Le service doit aussi faire face à un manque criant de personnel. "L’infirmière de nuit peut gérer jusqu'à 35 patients sur leur tranche horaire de douze heures, tout en assurant les fonctions d’aide-soignante, de brancardier, de secrétaire et d’agent d’entretien", poursuit l’urgentiste.
"Dans les couloirs, l'intimité et la pudeur n'existent plus"
Depuis plusieurs mois, Gwenaël Frassa a vu les délais d’attente des patients s’allonger, certains quittant même les urgences sans avoir été vus. "Dans les couloirs, l’intimité et la pudeur n’existent plus.
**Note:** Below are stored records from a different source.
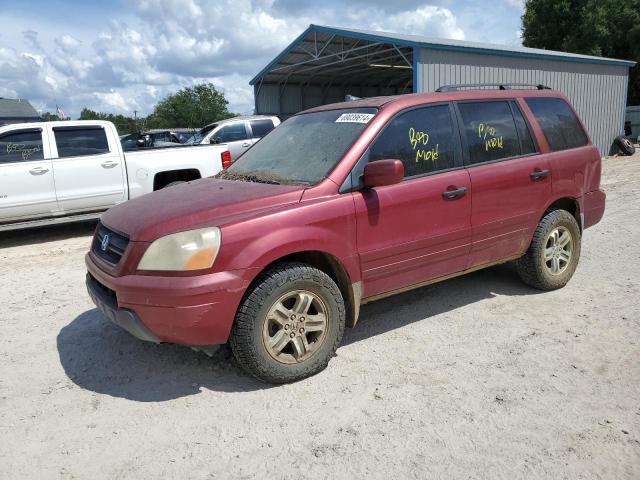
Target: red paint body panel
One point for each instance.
(195, 310)
(388, 237)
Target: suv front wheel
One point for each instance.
(554, 252)
(289, 325)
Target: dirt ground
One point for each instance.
(478, 377)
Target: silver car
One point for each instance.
(239, 133)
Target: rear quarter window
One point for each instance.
(259, 128)
(80, 141)
(559, 124)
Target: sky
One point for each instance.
(124, 55)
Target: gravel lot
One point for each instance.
(477, 377)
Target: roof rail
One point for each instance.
(499, 86)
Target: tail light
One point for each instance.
(226, 159)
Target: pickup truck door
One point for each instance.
(27, 186)
(419, 229)
(88, 168)
(236, 136)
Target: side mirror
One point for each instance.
(383, 172)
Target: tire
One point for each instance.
(625, 145)
(545, 266)
(173, 184)
(269, 339)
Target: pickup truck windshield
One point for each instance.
(304, 149)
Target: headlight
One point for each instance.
(191, 250)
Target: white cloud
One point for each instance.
(155, 47)
(68, 43)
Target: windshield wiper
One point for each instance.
(258, 177)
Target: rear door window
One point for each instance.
(526, 140)
(558, 122)
(21, 146)
(231, 133)
(259, 128)
(80, 141)
(422, 138)
(490, 131)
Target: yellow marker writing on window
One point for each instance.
(490, 137)
(417, 138)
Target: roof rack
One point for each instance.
(499, 86)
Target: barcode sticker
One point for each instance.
(355, 118)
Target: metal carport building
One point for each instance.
(324, 64)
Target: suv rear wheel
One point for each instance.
(554, 252)
(289, 325)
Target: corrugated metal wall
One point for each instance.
(597, 91)
(633, 116)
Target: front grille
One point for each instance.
(113, 248)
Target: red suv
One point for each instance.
(344, 204)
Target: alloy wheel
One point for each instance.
(295, 326)
(558, 250)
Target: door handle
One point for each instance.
(452, 194)
(539, 174)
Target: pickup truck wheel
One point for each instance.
(290, 324)
(625, 145)
(553, 255)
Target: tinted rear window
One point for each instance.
(80, 141)
(558, 122)
(524, 133)
(259, 128)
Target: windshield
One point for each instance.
(303, 149)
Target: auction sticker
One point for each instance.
(355, 118)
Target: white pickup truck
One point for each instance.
(54, 172)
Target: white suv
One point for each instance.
(238, 133)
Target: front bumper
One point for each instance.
(187, 310)
(122, 317)
(594, 203)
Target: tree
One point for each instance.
(190, 107)
(608, 28)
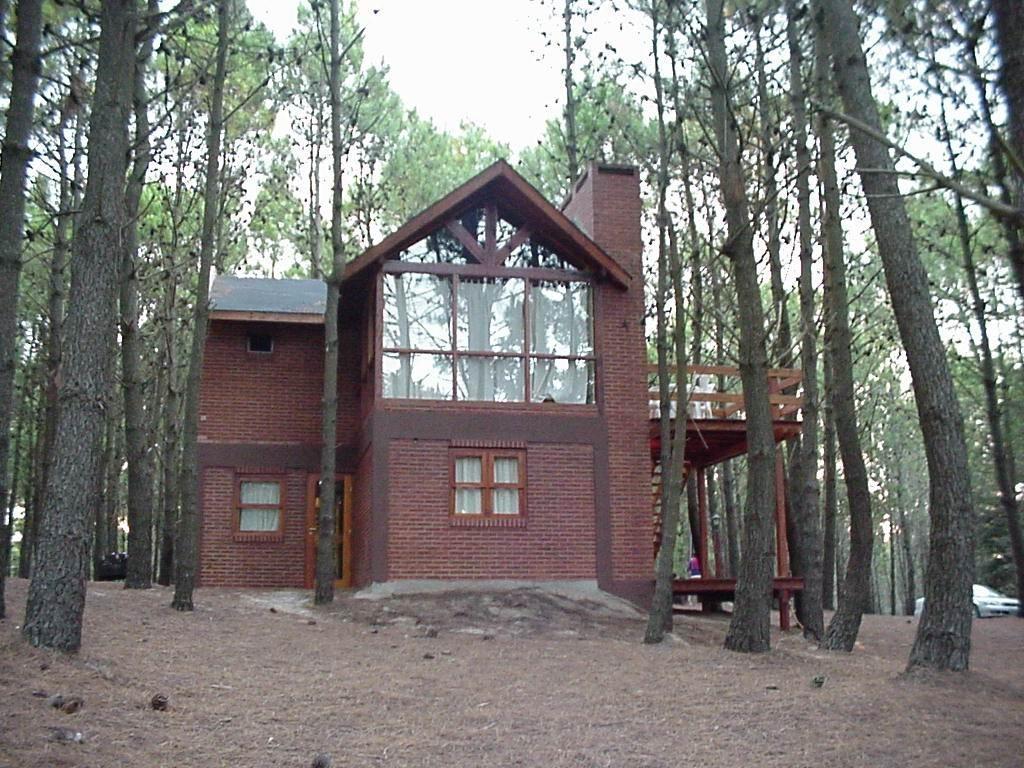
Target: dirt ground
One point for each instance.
(518, 679)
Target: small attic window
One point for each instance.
(261, 343)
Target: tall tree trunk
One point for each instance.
(909, 595)
(892, 565)
(728, 481)
(828, 559)
(56, 595)
(782, 353)
(14, 157)
(186, 541)
(805, 545)
(750, 628)
(659, 617)
(1005, 479)
(139, 570)
(32, 494)
(855, 589)
(1012, 230)
(943, 639)
(7, 505)
(1009, 16)
(169, 514)
(571, 145)
(327, 552)
(62, 232)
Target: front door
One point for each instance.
(342, 529)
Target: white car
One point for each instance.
(987, 602)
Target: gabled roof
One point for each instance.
(266, 299)
(498, 183)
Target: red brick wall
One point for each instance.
(607, 207)
(226, 562)
(275, 397)
(248, 397)
(253, 397)
(557, 542)
(361, 508)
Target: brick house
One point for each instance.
(493, 418)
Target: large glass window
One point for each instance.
(456, 328)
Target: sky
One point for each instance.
(457, 60)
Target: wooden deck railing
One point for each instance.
(716, 392)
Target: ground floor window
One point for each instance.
(258, 508)
(487, 483)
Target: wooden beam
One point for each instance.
(491, 230)
(520, 237)
(467, 240)
(306, 318)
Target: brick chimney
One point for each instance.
(605, 204)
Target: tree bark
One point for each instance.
(1005, 476)
(909, 588)
(805, 547)
(56, 594)
(14, 157)
(855, 589)
(139, 571)
(782, 353)
(7, 505)
(943, 639)
(1000, 173)
(728, 481)
(1009, 16)
(571, 145)
(828, 560)
(659, 617)
(171, 466)
(750, 628)
(186, 541)
(327, 553)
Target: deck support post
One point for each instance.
(781, 544)
(702, 517)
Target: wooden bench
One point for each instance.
(725, 589)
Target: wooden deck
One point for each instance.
(716, 431)
(725, 589)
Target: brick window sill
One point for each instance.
(271, 538)
(467, 521)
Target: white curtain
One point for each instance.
(468, 469)
(507, 470)
(468, 501)
(258, 519)
(260, 493)
(506, 501)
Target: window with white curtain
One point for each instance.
(259, 506)
(487, 483)
(487, 339)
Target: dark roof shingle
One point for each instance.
(230, 294)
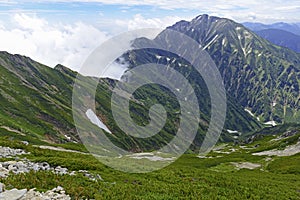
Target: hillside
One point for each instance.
(260, 76)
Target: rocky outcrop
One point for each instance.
(57, 193)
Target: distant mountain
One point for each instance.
(262, 77)
(281, 38)
(293, 28)
(36, 105)
(36, 101)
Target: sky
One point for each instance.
(67, 31)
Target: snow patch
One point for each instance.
(273, 123)
(95, 120)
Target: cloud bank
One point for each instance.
(50, 44)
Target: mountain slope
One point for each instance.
(36, 104)
(262, 77)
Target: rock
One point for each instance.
(49, 195)
(2, 187)
(13, 194)
(61, 170)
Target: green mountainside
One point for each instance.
(260, 76)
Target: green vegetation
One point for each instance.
(189, 177)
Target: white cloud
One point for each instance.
(50, 44)
(238, 10)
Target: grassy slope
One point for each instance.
(187, 178)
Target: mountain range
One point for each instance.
(261, 80)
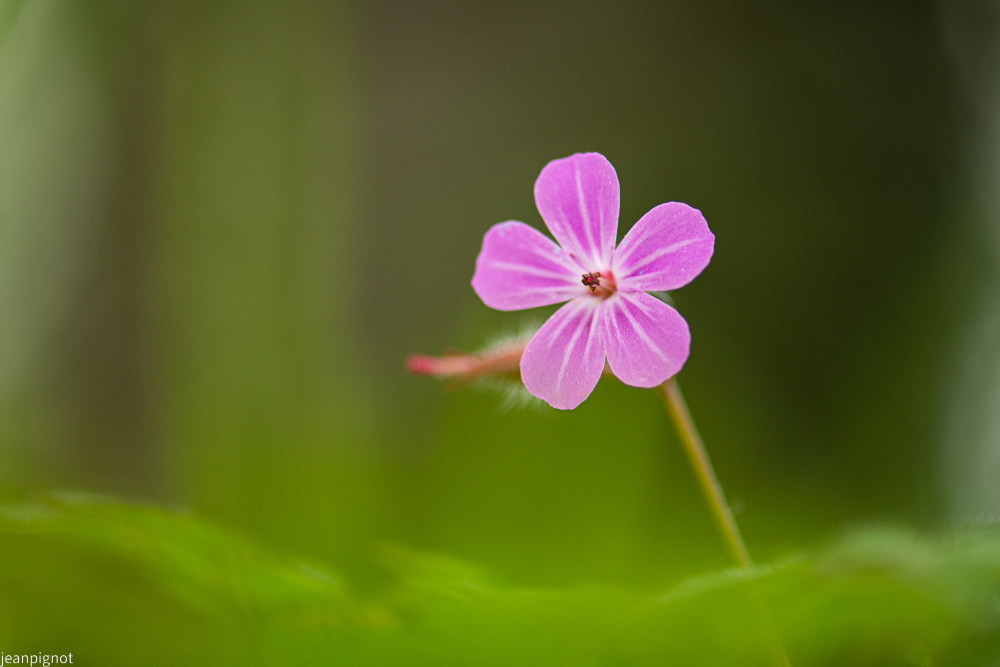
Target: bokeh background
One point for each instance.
(224, 225)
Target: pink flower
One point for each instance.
(609, 315)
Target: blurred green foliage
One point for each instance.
(130, 584)
(224, 224)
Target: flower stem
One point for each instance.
(698, 456)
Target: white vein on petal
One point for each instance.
(640, 331)
(650, 258)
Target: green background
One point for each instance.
(224, 225)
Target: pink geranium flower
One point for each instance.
(609, 315)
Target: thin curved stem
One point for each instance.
(709, 483)
(702, 465)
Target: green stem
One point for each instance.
(702, 465)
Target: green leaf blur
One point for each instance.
(224, 225)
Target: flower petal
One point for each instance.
(564, 360)
(666, 249)
(578, 198)
(646, 340)
(519, 267)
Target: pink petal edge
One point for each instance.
(646, 340)
(665, 250)
(578, 198)
(519, 267)
(564, 360)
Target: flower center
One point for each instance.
(601, 284)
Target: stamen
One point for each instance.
(592, 280)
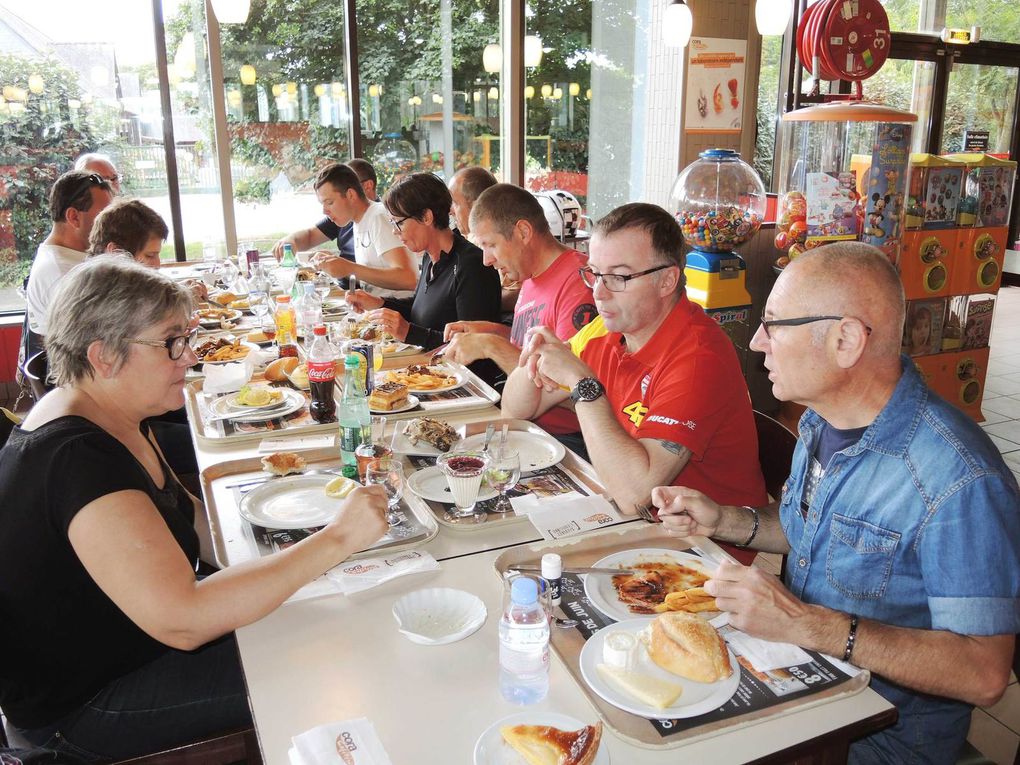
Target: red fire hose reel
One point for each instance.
(844, 40)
Et les conséquences sont parfois lourdes", ajoute-t-il. "Depuis le printemps, on a eu les premières agressions verbales et physiques à l’encontre des médecins et des infirmières, ce qui a entraîné des arrêts-maladies."
Le chef de service dit assister à "la faillite du système de santé publique". "Le personnel des urgences en France est en burn-out et cela s’étend à tout l’hôpital public", souligne-t-il.
Face à cette "surpression", le chef de service a demandé, en septembre, des effectifs supplémentaires. "Une miette quand on sait que les urgences du CHU voisin réclamait 80 postes supplémentaires", estime-t-il. La direction n’a accordé que deux heures supplémentaires par jour de temps infirmier et quatre heures de temps aide soignant. Un coup dur pour le service des urgences qui peut se targuer depuis deux ans comme d'être le premier en terme d'activités, selon l'Observatoire régional des urgences Occitanie qui rapporte ses conclusions à l’Agence régionale de santé, le bras local du ministère.
La réponse de la direction a provoqué un tollé général, qui a été suivie, huit jours plus tard, d’un préavis de grève. Mais la hiérarchie n’a rien lâché. "Quand les moyens alloués mettent en péril la qualité des soins et du personnel, il faut savoir dire stop et partir", affirme-t-il. Résultat : le service a connu neuf démissions sur les onze postes actuels, ce qui laisse craindre une éventuelle fermeture au profit d’autres activités jugées plus rentables par l’hôpital.
"Des centres intermédiaires d'urgence pour désengorger les CHU"
Le constat que l’urgentiste dresse sur son service reflète de ce qui se passe à l’échelle nationale dans les hôpitaux. "Le service public glisse vers une dégradation des soins pour des raisons très clairement économiques", estime-t-il. Qui sont les décisionnaires ? Les directions, les conseils d’administration et l’Agence régionale de santé (ARS). "Aujourd’hui, ils ne sont plus très sensibles aux informations qui remontent des unités de soin. La priorité en 2019 en France est d’équilibrer les budgets", note-t-il.